Rien de plus normal aujourd’hui que de relever son nombre de pas quotidien au travail, de mesurer sa fréquence cardiaque pendant la course à pied, ou de contrôler la qualité de son sommeil et la quantité de calories brûlées par jour. Les sportifs ambitieux connaissent même, grâce à des modèles perfectionnés, leur saturation maximale en oxygène dans le sang. L’heure est au « self tracking » : toutes les caractéristiques possibles du corps sont mesurées à l’aide de moyens techniques, et les données sont collectées, puis évaluées. « Sur le principe, utiliser un outil de suivi de l’activité physique peut être une bonne chose », estime Katharina Albertin, présidente de la Swiss Association of Sport Psychology (SASP). Psychothérapeute et psychologue spécialiste en psychologie du sport à Zurich, elle accompagne non seulement des sportifs d’élite en difficulté sur le plan mental, mais aussi des enfants, des jeunes et des adultes, qu’ils soient plutôt sédentaires ou qu’ils visent des compétences de haut niveau.

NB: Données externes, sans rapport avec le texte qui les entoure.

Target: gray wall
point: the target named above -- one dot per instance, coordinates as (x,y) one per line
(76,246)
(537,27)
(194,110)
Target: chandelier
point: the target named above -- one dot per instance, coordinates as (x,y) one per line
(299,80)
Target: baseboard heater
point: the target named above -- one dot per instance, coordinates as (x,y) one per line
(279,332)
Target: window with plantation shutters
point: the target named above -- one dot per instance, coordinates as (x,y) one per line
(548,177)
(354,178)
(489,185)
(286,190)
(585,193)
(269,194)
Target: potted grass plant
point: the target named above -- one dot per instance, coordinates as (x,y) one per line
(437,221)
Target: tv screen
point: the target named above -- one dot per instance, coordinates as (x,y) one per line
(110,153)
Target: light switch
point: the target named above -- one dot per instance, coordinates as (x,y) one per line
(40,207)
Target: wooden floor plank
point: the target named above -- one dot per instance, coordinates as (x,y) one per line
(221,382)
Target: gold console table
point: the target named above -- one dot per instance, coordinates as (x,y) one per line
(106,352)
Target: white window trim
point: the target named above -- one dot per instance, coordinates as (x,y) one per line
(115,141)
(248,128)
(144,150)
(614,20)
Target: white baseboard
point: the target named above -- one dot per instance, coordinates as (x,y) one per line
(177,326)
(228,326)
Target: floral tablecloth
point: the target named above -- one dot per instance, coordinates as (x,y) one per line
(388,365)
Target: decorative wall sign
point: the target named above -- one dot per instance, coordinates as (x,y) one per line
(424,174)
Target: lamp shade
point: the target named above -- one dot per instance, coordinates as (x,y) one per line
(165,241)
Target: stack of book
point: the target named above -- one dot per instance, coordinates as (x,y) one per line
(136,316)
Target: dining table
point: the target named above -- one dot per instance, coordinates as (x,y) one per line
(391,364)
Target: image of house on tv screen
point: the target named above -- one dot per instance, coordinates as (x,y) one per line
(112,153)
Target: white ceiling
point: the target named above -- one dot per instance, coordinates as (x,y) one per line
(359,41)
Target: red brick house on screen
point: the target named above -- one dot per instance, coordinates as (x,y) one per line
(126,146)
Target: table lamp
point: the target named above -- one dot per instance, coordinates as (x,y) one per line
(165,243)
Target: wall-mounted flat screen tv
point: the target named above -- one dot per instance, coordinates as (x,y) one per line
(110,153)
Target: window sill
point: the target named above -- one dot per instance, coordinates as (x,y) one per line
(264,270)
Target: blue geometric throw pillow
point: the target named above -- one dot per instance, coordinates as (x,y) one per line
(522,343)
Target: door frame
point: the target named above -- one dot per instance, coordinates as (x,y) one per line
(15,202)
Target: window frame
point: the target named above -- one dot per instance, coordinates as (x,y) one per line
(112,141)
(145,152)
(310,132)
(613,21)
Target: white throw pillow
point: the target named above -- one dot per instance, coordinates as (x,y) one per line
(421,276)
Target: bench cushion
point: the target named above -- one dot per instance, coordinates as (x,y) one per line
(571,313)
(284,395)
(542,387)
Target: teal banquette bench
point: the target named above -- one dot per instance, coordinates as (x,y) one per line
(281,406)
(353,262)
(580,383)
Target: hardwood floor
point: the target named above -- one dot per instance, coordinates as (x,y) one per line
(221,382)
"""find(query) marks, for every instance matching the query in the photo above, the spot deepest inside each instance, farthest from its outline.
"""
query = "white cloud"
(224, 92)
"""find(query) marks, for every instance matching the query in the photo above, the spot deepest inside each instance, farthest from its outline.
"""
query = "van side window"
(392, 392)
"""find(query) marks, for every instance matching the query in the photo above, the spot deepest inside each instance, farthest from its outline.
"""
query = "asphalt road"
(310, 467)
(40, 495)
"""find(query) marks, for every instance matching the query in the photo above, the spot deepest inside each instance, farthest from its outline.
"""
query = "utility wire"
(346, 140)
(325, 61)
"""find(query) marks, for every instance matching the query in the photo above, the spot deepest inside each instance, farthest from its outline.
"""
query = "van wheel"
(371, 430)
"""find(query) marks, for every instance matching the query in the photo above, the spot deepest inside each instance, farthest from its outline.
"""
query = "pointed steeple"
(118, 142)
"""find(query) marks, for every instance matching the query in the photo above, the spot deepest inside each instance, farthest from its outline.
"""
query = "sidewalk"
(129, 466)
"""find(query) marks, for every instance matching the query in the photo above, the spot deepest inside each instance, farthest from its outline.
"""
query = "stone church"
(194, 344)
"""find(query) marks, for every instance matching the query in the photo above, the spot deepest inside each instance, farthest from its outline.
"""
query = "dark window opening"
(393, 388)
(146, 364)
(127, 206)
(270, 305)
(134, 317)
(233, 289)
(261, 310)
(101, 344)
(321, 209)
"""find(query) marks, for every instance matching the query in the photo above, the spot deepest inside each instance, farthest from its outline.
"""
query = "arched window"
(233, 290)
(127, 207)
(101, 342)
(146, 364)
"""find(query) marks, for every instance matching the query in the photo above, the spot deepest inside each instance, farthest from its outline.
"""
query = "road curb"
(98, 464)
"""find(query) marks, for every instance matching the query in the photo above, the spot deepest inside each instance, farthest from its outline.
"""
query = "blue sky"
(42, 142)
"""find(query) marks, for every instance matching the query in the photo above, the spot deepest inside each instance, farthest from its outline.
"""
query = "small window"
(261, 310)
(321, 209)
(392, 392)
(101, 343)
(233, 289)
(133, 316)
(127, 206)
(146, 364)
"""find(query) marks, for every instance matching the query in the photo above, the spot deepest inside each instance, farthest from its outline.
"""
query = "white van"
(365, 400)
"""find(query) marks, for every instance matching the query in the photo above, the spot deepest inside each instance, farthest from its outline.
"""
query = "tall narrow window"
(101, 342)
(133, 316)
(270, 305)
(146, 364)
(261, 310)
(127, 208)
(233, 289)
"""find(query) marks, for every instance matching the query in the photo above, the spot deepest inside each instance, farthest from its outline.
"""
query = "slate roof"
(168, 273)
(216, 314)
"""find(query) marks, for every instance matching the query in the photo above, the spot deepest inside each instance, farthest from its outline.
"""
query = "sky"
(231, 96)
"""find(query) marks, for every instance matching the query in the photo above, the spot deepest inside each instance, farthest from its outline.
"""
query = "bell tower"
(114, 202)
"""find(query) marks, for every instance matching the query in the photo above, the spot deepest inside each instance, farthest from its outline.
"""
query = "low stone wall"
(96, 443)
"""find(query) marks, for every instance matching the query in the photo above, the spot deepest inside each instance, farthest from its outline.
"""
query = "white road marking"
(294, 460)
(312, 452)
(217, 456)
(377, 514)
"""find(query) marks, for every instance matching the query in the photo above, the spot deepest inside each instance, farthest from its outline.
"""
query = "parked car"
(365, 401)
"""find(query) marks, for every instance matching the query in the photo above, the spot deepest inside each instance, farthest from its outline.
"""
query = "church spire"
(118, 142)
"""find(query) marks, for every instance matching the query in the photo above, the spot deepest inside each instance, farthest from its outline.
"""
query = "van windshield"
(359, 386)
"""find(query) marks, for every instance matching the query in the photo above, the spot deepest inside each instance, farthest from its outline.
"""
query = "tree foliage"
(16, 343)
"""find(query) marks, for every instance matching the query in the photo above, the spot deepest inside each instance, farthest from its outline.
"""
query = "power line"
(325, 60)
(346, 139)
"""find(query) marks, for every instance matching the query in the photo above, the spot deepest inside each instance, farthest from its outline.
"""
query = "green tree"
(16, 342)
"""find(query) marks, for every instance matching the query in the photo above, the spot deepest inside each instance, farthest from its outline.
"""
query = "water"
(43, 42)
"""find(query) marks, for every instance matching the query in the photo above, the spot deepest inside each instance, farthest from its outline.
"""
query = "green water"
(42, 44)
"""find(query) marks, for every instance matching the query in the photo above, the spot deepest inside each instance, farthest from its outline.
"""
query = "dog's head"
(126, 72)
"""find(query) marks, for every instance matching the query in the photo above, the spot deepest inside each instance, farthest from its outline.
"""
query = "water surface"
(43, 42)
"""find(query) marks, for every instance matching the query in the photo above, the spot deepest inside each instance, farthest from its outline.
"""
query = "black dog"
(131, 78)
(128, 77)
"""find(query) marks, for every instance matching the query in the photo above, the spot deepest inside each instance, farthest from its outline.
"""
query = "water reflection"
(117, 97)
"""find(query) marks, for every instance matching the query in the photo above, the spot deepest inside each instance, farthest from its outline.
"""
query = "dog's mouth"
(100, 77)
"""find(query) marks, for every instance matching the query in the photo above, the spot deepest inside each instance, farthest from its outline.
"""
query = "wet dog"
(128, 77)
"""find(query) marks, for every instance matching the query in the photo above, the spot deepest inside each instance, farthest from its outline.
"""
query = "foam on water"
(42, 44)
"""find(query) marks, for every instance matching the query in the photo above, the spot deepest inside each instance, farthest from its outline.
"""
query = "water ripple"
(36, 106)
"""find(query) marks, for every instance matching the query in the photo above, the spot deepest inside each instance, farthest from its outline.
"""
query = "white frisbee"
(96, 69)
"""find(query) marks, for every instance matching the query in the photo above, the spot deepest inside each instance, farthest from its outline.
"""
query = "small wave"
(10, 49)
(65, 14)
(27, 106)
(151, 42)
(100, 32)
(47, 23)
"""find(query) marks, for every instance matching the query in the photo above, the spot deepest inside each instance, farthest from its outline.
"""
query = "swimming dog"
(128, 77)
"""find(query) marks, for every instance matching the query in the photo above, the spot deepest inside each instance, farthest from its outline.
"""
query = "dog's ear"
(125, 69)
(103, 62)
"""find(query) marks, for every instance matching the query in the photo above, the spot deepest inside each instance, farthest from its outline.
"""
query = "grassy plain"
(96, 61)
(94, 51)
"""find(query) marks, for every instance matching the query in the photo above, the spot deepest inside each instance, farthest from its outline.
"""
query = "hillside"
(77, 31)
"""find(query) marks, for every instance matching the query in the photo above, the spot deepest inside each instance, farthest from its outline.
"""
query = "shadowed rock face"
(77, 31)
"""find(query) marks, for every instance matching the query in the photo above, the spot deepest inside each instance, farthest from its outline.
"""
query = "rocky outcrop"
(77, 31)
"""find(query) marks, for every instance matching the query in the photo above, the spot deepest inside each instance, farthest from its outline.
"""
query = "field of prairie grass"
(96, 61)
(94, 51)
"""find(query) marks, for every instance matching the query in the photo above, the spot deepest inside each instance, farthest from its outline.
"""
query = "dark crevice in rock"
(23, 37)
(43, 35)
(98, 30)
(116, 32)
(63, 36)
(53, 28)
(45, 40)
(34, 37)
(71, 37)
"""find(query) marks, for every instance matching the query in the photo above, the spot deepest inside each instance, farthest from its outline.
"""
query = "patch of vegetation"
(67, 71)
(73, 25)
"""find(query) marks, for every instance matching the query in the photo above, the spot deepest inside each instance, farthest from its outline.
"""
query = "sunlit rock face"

« Lorsqu’on n’a pas fait de sport depuis longtemps, une montre de sport peut aider à se sentir mieux dans son corps et à redécouvrir le plaisir de l’exercice physique. » Le premier contact avec la technologie est souvent ludique : « Nous entrons en relation avec l’appareil et découvrons de nouvelles fonctions. C’est très motivant. » Nous n’avons alors pas vraiment conscience de ce qui se passe. « Aujourd’hui, porter une montre connectée est considéré comme normal : nous l’achetons parce qu’elle nous plaît, la recevons en cadeau ou testons simplement le modèle de notre partenaire. »

Pression à l’optimisation de soi
Au fil du temps, les appareils de suivi prennent souvent une place incontournable dans le quotidien des personnes qui les portent. « Il ne vous manque plus que 1267 pas pour atteindre votre objectif du jour. » Des telles injonctions sont alors suivies, quasi automatiquement. La comparaison avec le « tamagotchi » surgit dans la littérature : dans les années 1990, ce gadget en forme d’œuf est un jouet technologique apprécié. L’animal de compagnie virtuel émet des sons lorsqu’il veut être nourri, faire ses besoins ou être diverti. Si ses souhaits sont exaucés, il se porte bien. Sinon, il dépérit. L’hypothèse est la suivante : avec ces montres qui nous indiquent ce que nous devons faire et à quel moment, nous nous transformons en tamagotchis. À cela s’ajoute une sorte de promesse : en respectant et en améliorant des valeurs comme les dépenses caloriques, le nombre de pas ou les kilomètres parcourus, on devient une version optimisée de soi-même, en meilleure santé.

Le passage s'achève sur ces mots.